Simply put, when so many alerts were rated as High under CVSS v2, a vulnerability with a 7.0 could be lumped in with a 9.5 or 10, making it hard to prioritize. In CVSS v3, they have added in the new metrics like Scope and User Interaction, hoping to provide more relevant data to inform security teams about their actual level of risk and help them prioritize.
However, we would argue that while these metrics are interesting, they miss the mark when it comes to understanding how open source components can impact the security of a product.
We know that many organizations are dealing with so many alerts that they only make time to deal with the supposedly Critical level alerts. This leaves many other potentially risky, High-rated vulnerabilities not remediated and a continued threat to the product. FIRST is trying to make for a clearer picture, but runs the risk of encouraging organizations to ignore vulnerabilities that deserve their attention.
What I would argue is that it is more important for security professionals to understand whether or not the functionalities of a given vulnerable component are actually effective, and therefore have an impact on their proprietary code, rather than going just on how dangerous a vulnerability could be.
We know that when developers take an open source component from sites like GitHub or Maven Central, they are looking for a specific function or feature from a certain library. However, that component contains a number of different libraries through its dependencies, all cobbled together over time by different developers who have worked on the component.
For their part, the developer does not care if there are additional functionalities in the component. She just takes the whole component “as is” and incorporates it into her proprietary code. This is simply a more efficient way of working, and a far cry better than the old “cut and paste” method of the past.
What we need to understand though is that not all functionalities in a component are in fact effective, meaning that just because a component is deemed to be vulnerable, it does not mean that the proprietary code is at risk. Based on our research into Java projects, we know that at least 70% of functionalities are not actually effective. The reported vulnerabilities are indeed present — not to be confused with false positives — and should be addressed, but are not an immediate concern.
The problem for security teams and developers arises when their components are being checked for known vulnerabilities, since they can be flagged as risky if the component contains a single functionality that has an associated vulnerability.
Only Mend offers the capability to understand whether a functionality is effective, and can show developers exactly where and how a vulnerable effective functionality impacts their code through performing a trace analysis. We call this technology Effective Usage Analysis, and consider it to be the next generation of Software Composition Analysis (SCA).
This knowledge of effective vs ineffective vulnerabilities significantly changes how we think about prioritization. Even if a component has a CVSS v3 score of 10, it does not mean that it needs to be pushed to the front of the line if it is deemed to be ineffective.
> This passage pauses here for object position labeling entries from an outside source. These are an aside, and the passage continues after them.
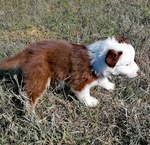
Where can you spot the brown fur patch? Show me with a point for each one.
(57, 60)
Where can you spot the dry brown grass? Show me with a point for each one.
(122, 116)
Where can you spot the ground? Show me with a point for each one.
(122, 116)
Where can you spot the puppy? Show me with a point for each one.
(80, 66)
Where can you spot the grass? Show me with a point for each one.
(122, 116)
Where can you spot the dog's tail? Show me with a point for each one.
(12, 62)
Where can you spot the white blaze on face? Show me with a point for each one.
(126, 64)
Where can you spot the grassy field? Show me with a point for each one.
(122, 116)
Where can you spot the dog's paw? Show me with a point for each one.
(110, 86)
(91, 101)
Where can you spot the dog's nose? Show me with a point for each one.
(138, 72)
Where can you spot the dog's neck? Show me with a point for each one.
(97, 52)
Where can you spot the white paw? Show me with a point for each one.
(110, 86)
(91, 101)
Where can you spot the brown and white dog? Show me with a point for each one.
(80, 66)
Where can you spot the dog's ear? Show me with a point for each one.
(112, 57)
(121, 39)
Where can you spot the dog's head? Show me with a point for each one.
(120, 58)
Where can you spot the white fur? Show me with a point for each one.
(98, 52)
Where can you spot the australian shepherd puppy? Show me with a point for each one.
(80, 66)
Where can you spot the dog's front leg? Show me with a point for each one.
(85, 98)
(106, 84)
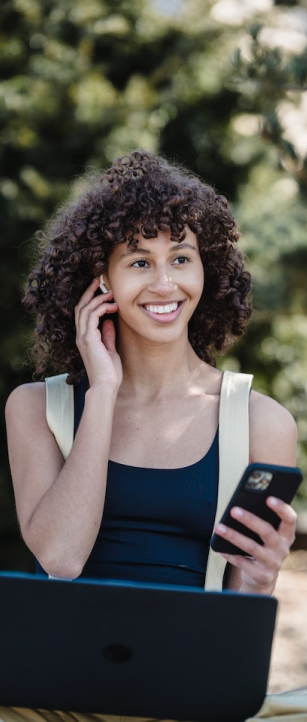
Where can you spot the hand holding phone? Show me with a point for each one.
(258, 482)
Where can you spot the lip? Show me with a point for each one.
(163, 317)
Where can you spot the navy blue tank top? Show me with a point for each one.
(156, 523)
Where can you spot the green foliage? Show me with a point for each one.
(82, 82)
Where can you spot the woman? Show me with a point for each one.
(136, 497)
(176, 287)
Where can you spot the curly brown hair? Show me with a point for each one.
(140, 191)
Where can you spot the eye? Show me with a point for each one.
(141, 263)
(181, 259)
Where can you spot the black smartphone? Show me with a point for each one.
(258, 482)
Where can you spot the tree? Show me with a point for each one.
(83, 82)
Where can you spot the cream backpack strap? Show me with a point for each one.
(233, 455)
(60, 411)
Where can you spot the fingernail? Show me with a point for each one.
(237, 511)
(221, 528)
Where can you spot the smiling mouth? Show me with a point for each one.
(167, 308)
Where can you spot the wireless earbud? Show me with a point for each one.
(102, 286)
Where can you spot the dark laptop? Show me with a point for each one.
(129, 649)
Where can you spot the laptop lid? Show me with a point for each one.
(131, 649)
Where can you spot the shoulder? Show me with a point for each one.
(273, 432)
(26, 400)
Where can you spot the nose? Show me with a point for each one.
(162, 282)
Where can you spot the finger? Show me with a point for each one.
(287, 516)
(90, 316)
(89, 304)
(259, 574)
(88, 298)
(108, 335)
(88, 293)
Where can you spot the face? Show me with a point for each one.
(157, 285)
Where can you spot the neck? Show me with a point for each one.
(153, 371)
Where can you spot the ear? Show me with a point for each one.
(102, 285)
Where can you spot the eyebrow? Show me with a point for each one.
(147, 252)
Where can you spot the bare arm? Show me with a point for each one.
(60, 505)
(273, 439)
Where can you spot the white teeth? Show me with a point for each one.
(169, 308)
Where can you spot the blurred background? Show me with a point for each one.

Is this Critical component risky? Yes, but it does not impact our proprietary code, and therefore should not be at the top of our to do list.
Prioritization based on real knowledge of where your organization is most at risk can play a big role the proper allocation of resources, and even in motivating your team. By giving them the automated tools that give them a clear answer on what is impacting their product, and what is not, they can direct their efforts in the most important places, and know that their time is being well spent.
FIRST will continue to make adjustments moving forward on the CVSS standards, and should be applauded for their efforts. But from a practical point of view, until organizations really understand which open source components are really having an impact on their proprietary code’s security, these will just be incremental measures.